In Walker v. Triborough Bridge and Tunnell Authority et al, 2021 WL 5401483 (S.D.N.Y. Nov. 18, 2021), the court, inter alia, dismissed plaintiff’s claims of race and gender discrimination.
This case nicely illustrates a fundamental premise of anti-discrimination law, namely:
Discrimination has no place in the workplace. Anti-discrimination laws protect employees when they are subjected to disparate treatment, a hostile environment or retaliation at work on the basis of their protected characteristics. But to avail herself of the protection of federal anti-discrimination laws, a plaintiff must plausibly allege that she suffered discrimination because of her protected characteristic(s). Mere recitations of a plaintiff’s membership in a protected class and a litany of incidents of poor treatment, without factual connections between the two, do not pass muster.
The court summarized the relevant law as follows:
To state a hostile work environment claim, a plaintiff must plausibly allege that “the complained conduct: (1) is objectively severe or pervasive—that is, creates an environment that a reasonable person would find hostile or abusive; (2) creates an environment that the plaintiff subjectively perceives as hostile or abusive; and (3) creates such an environment because of the plaintiff’s [protected characteristics].” Robinson v. Harvard Prot. Servs., 495 F. App’x 140, 141 (2d Cir. 2012) (citation omitted).

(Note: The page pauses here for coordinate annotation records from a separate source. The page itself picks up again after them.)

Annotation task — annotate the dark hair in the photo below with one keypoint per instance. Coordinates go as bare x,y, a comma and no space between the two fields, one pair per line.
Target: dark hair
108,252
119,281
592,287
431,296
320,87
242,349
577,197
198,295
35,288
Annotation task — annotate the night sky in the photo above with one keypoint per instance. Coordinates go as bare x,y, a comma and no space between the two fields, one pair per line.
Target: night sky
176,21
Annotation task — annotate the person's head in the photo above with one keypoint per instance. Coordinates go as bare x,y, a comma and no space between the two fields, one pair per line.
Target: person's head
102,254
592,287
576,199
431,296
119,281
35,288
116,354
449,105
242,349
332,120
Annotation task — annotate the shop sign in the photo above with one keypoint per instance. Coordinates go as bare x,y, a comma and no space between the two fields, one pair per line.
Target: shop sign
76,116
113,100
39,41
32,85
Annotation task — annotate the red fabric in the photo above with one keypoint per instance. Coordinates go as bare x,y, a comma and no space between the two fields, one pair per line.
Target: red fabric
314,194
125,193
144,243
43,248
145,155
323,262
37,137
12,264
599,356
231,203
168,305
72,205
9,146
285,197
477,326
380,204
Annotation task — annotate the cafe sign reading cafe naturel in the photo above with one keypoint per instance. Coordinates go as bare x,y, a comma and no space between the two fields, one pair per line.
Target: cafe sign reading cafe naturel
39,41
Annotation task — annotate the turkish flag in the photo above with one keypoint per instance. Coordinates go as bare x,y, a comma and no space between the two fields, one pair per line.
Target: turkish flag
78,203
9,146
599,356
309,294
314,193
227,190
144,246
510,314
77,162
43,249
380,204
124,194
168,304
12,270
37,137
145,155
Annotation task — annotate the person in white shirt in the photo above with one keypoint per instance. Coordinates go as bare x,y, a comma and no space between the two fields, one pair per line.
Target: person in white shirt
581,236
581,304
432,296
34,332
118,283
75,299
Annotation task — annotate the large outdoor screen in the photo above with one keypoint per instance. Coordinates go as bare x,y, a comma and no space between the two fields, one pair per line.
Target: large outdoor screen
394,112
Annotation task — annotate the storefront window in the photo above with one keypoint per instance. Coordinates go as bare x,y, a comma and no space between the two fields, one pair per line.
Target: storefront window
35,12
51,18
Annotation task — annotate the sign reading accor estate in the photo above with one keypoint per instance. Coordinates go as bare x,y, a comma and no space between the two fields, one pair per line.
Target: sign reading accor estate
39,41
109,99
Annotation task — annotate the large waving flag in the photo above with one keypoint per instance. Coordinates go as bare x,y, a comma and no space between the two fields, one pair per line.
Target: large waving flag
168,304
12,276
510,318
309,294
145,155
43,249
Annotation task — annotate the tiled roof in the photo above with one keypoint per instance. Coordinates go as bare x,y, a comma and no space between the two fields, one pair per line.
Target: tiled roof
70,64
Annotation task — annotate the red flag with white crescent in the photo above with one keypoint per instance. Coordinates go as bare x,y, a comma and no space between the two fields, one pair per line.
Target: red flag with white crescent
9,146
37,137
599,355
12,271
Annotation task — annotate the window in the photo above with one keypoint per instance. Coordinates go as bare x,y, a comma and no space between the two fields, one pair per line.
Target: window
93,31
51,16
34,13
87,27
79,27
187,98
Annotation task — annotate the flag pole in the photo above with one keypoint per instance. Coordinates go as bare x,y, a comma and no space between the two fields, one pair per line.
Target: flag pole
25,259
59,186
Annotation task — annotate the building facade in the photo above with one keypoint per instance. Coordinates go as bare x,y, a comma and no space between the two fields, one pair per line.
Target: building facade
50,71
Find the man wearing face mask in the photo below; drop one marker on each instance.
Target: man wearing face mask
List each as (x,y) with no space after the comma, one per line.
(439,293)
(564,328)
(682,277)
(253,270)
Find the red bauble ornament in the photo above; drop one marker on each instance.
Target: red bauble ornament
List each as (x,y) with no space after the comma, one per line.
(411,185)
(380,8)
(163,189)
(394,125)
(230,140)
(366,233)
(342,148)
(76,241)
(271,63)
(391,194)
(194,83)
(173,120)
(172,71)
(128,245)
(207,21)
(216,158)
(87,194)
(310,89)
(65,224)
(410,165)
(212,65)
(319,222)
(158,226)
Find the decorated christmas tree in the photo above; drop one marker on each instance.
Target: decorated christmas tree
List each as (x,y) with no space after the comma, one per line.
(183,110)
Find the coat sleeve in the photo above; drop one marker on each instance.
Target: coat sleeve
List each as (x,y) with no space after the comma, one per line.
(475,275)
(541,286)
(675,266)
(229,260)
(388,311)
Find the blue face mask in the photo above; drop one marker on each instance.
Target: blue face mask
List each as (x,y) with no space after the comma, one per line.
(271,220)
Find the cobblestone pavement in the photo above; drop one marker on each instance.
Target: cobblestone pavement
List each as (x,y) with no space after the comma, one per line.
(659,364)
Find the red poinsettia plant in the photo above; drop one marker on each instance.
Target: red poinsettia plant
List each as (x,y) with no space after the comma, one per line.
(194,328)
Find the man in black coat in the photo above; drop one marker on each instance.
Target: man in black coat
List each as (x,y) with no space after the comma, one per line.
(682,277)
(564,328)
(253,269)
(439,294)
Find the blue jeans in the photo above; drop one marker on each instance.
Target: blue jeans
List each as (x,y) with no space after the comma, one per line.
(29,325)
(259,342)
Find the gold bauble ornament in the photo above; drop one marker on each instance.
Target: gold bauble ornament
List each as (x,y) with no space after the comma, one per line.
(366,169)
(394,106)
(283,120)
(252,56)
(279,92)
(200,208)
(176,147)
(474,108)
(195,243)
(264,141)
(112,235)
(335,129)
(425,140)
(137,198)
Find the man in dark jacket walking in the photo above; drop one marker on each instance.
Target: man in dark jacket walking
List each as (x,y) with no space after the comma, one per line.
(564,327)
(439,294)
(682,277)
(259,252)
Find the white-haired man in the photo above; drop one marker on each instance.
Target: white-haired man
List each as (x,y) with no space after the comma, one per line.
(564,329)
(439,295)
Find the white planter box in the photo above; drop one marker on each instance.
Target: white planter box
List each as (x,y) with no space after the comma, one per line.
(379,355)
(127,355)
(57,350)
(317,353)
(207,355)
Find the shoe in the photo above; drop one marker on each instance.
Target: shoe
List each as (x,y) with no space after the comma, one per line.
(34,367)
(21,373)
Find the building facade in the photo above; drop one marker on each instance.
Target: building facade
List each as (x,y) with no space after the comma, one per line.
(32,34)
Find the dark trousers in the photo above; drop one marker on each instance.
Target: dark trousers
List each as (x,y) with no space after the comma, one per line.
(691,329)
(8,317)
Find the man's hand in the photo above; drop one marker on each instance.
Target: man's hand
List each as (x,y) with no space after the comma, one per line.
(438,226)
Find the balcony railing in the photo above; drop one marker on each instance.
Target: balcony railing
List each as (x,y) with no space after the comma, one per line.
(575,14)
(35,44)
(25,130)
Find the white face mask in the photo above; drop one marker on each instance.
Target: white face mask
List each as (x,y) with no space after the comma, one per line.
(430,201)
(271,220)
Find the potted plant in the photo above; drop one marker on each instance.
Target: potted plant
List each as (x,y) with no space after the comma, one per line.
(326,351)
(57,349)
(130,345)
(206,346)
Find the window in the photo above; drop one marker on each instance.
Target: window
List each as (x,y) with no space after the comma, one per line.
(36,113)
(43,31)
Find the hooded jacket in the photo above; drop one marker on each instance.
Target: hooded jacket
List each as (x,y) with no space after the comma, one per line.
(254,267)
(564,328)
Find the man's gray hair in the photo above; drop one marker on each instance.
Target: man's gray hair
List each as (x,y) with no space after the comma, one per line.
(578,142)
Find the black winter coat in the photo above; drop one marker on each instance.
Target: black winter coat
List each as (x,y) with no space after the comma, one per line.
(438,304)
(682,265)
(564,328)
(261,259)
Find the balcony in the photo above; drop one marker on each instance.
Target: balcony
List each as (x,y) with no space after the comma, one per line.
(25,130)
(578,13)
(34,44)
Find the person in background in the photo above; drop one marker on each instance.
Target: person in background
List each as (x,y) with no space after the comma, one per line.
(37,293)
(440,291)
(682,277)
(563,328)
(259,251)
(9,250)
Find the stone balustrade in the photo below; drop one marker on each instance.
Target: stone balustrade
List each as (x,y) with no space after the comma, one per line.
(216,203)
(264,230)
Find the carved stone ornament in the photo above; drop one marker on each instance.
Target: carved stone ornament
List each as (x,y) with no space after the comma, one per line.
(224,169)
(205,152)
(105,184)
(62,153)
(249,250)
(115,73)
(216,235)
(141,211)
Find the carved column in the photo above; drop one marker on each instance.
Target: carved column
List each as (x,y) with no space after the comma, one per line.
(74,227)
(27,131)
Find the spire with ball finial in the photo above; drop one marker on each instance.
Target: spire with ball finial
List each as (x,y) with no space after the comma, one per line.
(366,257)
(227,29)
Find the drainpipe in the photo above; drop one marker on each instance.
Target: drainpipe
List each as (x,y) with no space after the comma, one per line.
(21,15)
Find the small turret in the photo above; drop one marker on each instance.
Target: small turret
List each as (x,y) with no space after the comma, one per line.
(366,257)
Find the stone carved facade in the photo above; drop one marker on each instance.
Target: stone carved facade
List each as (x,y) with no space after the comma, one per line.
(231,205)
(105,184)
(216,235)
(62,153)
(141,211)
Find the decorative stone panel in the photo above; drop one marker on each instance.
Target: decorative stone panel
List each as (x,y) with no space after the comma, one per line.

Section 1983 and Title VII cases are analyzed under the same burden-shifting McDonnell Douglass framework. Naumovski, 934 F.3d at 221 (“[F]or claims arising under [Title VII and Section 1983], the level of severity to demonstrate a hostile work environment is similar.”)
To state a claim under Title VII for a hostile work environment, Plaintiff must allege facts from which the Court can plausibly infer that discrimination is a motivating factor in the mistreatment. See Berrie v. Bd. of Educ. of Port Chester-Rye Union Free Sch. Dist., 750 F. App’x 41, 47 (2d Cir. 2018) (“This mistreatment [in hostile work environment claims] must have occurred because of [the] employee’s protected characteristic, such as race or national origin, although the protected characteristic need not be ‘the only motivating factor.’ ”). But-for causation is required for Section 1983 hostile work environment claims. Naumovski, 934 F.3d at 214 (“[C]ourts must account for a § 1983 plaintiff’s higher burden of producing evidence from which a jury could infer that the individual’s discriminatory intent was a ‘but-for’ cause of the adverse employment action.”).
Applying the law, the court held that plaintiff “has not plausibly alleged that gender or racial animus was a motivating factor behind Defendants’ alleged actions” and, therefore, “although Plaintiff has more than adequately alleged a hostile and abusive work environment, both subjectively and objectively, she failed entirely to allege facts from which the Court can reasonably infer that her race or gender was a motivating factor (let alone the-but for cause) for the mistreatment.”